HTCs Vive Pro mit integriertem Eye-Tracking-System besteht den FCC-Test.

Die US-Strahlenschutzbehörde FCC gibt grünes Licht für den Marktstart von Vive Pro Eye, der Vive-Pro-Brille mit integrierter Augenverfolgung. Vive Pro Eye wird zwar nicht namentlich erwähnt, allerdings entspricht die zertifizierte Hardware Vive Pro, jedoch mit einer neuen FCC ID: Vive Pro hatte 2Q29100, das neue Gerät wird unter 2Q29200 geführt – ein Hinweis, dass es sich um eine Vive-Pro-Variation handelt. Die schematische Darstellung zur neuen VR-Brille ist ebenfalls dieselbe wie seinerzeit bei Vive Pro, abgesehen von der Beschriftung.

Vorgestellt wurde die Eye-Tracking-Brille auf der CES 2019 Anfang Januar. Der Preis ist noch nicht bekannt, wahrscheinlich wird das Gerät ein gutes Stück teurer als das Originalmodell Vive Pro. Das liegt derzeit bei 880 Euro ohne das für den Betrieb notwendige Zubehör. Vive Pro wird nach Erscheinen von Vive Pro Eye im zweiten Quartal 2019 weiterhin verkauft.

Vive Pro doch für Gamer?

Laut HTC richtet sich Vive Pro Eye speziell an Unternehmen, auf der Webseite ist die Rede von den “anspruchsvollsten professionellen Nutzern”. Unter anderem sollen dank Eye-Tracking VR-Trainings besser ausgewertet werden können.

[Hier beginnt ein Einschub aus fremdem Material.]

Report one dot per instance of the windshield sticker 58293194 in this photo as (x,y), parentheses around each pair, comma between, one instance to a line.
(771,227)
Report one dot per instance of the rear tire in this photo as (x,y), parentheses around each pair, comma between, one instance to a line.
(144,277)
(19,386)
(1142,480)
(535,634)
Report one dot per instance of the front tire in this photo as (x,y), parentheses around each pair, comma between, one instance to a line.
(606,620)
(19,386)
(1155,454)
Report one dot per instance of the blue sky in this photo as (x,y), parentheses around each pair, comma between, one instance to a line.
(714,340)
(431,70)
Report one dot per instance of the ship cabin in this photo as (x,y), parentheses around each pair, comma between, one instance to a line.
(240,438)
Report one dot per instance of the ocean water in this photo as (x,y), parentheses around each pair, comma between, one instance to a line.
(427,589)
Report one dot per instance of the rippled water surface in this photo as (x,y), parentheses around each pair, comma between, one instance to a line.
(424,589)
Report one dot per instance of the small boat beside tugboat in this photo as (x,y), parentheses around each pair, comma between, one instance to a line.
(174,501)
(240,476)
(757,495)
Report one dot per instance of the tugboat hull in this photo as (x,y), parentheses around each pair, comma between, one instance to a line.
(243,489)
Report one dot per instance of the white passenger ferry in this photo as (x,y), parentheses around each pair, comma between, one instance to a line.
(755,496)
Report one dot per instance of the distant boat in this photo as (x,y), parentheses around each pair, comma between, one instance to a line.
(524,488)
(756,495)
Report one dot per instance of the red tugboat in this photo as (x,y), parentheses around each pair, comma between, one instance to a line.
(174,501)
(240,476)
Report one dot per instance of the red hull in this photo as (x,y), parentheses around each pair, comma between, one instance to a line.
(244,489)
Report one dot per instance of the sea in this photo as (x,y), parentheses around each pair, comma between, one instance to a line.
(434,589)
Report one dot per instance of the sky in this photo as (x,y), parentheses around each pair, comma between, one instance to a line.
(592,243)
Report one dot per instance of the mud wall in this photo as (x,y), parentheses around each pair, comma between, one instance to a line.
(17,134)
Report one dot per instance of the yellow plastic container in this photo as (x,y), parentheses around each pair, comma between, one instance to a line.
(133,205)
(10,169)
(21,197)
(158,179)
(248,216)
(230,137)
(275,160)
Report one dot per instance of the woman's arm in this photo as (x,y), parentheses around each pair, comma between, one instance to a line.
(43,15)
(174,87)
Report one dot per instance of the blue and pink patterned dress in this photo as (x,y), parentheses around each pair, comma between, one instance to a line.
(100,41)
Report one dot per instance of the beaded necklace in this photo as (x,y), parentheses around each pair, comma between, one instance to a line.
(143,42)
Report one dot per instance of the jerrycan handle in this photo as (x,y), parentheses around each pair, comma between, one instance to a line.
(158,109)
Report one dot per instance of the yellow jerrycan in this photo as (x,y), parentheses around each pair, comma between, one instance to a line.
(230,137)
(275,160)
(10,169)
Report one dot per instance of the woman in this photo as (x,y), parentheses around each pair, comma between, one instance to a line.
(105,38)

Allerdings zeigt HTCs Werbeseite auch eine Spielbild, im begleitenden Text heißt es: “Nimm einfach Dein Ziel ins Visier und ziele mit Präzision. Dabei ist es nicht einmal erforderlich, die Controller auf das Ziel zu richten! Aktionen können schneller und intuitiver als je zuvor ausgeführt werden.”

So ganz auf eine Zielgruppe möchte sich HTC offenbar noch nicht festlegen – oder es darf halt nur während der Arbeitszeit gezockt werden.

Den Gegner im Visier dank Eye-Tracking? Für HTC ist das offenbar ein Thema.

Den Gegner im Visier dank Eye-Tracking? Für HTC ist das offenbar ein Thema. Bild: HTC

Vive Pro Eye wird auch das sogenannte Foveated Rendering unterstützen, ein spezielles Renderverfahren, bei dem nur der Inhalt mit maximalen grafischen Details dargestellt wird, den der Brillenträger gerade ansieht. Im peripheren Sichtfeld, wo es ohnehin nicht auffällt, werden Auflösung und visuelle Effekte reduziert.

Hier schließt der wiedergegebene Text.